Sometime in mid 2017, Delhi’s Education Minister Manish Sisodia and Chief Minister Arvind Kejriwal were discussing work in Kejriwal’s drawing room. It was here that the seeds of now-famous Happiness Curriculum’ for were sown.
“He interrupted me and said, “Buildings have become better, teachers are being trained,results have also been improving but before getting into politics, we always used to talk about making children better human beings. Why is nothing is being done on that front?” Sisodia quotes Kejriwal in Shiksha: My Experiments as an Education Minister, his just-released book.
On July 2, 2018, the Dalai Lama launched the curriculum for Delhi government schools. Today, the Aam Aadmi Party government’s (AAP) concept, in which 100,000 students from nursery to class 8 spend the first 45-minutes each day without opening a textbook, is also being introduced elsewhere–the BJP-ruled Himachal Pradesh and Delhi University.
From increasing the budget to overcoming infrastructural hurdles, strengthening the position of principals to re-establishing the trust of teachers and from happiness to patriotic curriculum, the 188-page book divided into ten chapters, is a blow-by-blow account of Sisodia’s experience as Capital’s Education Minister from 2015 until 2019. It also draws attention to why education has not been in political discourse of the country so far.
The framework for the happiness class finally came up at the ten-day Vipassana course that Sisodia attended in Rajasthan in April 2018 without any access to pen, paper or phone. “This is why I could make notes only in my mind,” he writes.
Soon after coming to power in February 2015, Kejriwal government made it clear that education would be a priority. Not surprisingly, Delhi government set aside highest funds for education. In 2019-20, the most recent budget presented by Sisodia, 26 per cent (13,997 crore) of the total Rs 60,000 crore was allocated to education.
Son of a teacher from Uttar Pradesh, the 47-year-old journalist-turned-politician, Sisodia, also the Finance Minister, is often referred as de-facto CM, and, of course, credited for implementing AAP’s educational agenda.
Shiksha’ comes at a crucial time when AAP government completes its first five-year term and faces elections next year. In February 2015, it won a record 67 out of 70 assembly seats, 39 seats more than it won as a fledgling outfit in 2013. The BJP was limited to just 3 seats and Congress none.
When Sisodia started visiting government schools, he found classrooms looked like junkyards with ceilings threatening to come crashing down as students sat in corridors, halls, or even, under a tree resembling what he calls a vegetable market’.
“There was one school, where in one class, there were 174 students. I could not help but think that even if God came there as a teacher, forget about teaching, he would struggle to fit them in one classroom,” he writes.
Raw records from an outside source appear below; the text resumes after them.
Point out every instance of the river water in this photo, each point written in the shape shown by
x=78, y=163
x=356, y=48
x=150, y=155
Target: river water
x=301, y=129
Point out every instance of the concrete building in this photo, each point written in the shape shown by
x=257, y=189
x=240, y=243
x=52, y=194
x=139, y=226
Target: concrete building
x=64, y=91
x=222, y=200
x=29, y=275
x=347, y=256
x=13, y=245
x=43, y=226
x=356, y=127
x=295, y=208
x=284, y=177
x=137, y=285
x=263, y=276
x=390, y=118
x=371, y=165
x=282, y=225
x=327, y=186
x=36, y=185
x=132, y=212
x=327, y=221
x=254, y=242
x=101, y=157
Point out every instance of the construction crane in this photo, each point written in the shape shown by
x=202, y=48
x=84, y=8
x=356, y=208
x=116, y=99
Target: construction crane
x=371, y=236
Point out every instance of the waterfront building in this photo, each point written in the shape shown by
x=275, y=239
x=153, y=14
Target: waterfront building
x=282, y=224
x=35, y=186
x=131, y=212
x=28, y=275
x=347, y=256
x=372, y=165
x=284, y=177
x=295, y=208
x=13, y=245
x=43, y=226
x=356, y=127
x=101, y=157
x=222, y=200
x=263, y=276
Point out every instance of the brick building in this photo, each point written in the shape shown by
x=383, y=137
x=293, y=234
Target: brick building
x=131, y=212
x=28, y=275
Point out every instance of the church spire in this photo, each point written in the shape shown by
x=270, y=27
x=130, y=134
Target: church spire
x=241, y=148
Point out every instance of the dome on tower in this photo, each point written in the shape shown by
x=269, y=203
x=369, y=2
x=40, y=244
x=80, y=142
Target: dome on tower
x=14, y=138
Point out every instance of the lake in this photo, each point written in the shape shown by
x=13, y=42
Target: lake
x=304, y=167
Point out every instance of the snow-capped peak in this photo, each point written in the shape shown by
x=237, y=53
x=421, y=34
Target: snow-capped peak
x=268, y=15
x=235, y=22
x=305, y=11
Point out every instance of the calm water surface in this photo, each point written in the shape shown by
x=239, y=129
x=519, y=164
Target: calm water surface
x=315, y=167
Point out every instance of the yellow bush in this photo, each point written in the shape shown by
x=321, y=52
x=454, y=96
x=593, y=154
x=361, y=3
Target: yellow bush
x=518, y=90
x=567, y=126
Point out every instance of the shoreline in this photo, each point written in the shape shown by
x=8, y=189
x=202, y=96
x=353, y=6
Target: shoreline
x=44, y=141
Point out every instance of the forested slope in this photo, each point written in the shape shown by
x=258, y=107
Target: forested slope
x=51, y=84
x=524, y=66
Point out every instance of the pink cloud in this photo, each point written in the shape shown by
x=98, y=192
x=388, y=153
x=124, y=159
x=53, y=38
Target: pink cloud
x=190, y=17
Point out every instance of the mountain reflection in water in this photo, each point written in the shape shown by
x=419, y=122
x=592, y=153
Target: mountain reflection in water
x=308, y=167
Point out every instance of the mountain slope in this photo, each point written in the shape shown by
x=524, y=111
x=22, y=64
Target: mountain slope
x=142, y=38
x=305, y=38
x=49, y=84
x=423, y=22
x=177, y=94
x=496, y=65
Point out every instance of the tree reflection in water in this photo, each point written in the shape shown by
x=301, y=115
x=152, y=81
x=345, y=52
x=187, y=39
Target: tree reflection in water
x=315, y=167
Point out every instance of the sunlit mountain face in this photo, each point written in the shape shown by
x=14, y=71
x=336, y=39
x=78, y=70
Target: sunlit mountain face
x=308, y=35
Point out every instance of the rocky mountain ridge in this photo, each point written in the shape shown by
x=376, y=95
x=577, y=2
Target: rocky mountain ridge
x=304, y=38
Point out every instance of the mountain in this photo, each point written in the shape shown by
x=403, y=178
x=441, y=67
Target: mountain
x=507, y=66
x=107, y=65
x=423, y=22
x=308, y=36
It was here that Delhi government decided to swallow the bitter pill and start improving the dismal condition of government schools. It needed to build 30,000 classrooms of which 21,000 have been built in first four years.
“Today it gives us immense satisfaction to see that there isn’t a single classroom in Delhi that doesn’t have a proper board, or where the fans are broken, or where the washrooms are damaged,” he says.
Shiksha harbours a hope that one day, education will become an important point of debate in the country’s political discourse. Sisodia minces no words when he says AAP is not the first government to work on education. “From Jawaharlal Nehru to Atal Bihari Vajpayee, many leaders have taken significant steps in the arena of education. However, the one place where they are lagged behind was that the fruit of these attempts was reaped only by 5-10 per cent of the children. Even if there were efforts to make education available to the remaining 90-95 per cent, they were perfunctory and casual,” he writes.
Sisodia says he wrote the book to document the story of transformation of Delhi government schools. “The Delhi education model is a testament to the fact that with extreme diligence and political will, government schools can be made like private schools even at a time when their performance across the country is underwhelming,” he says.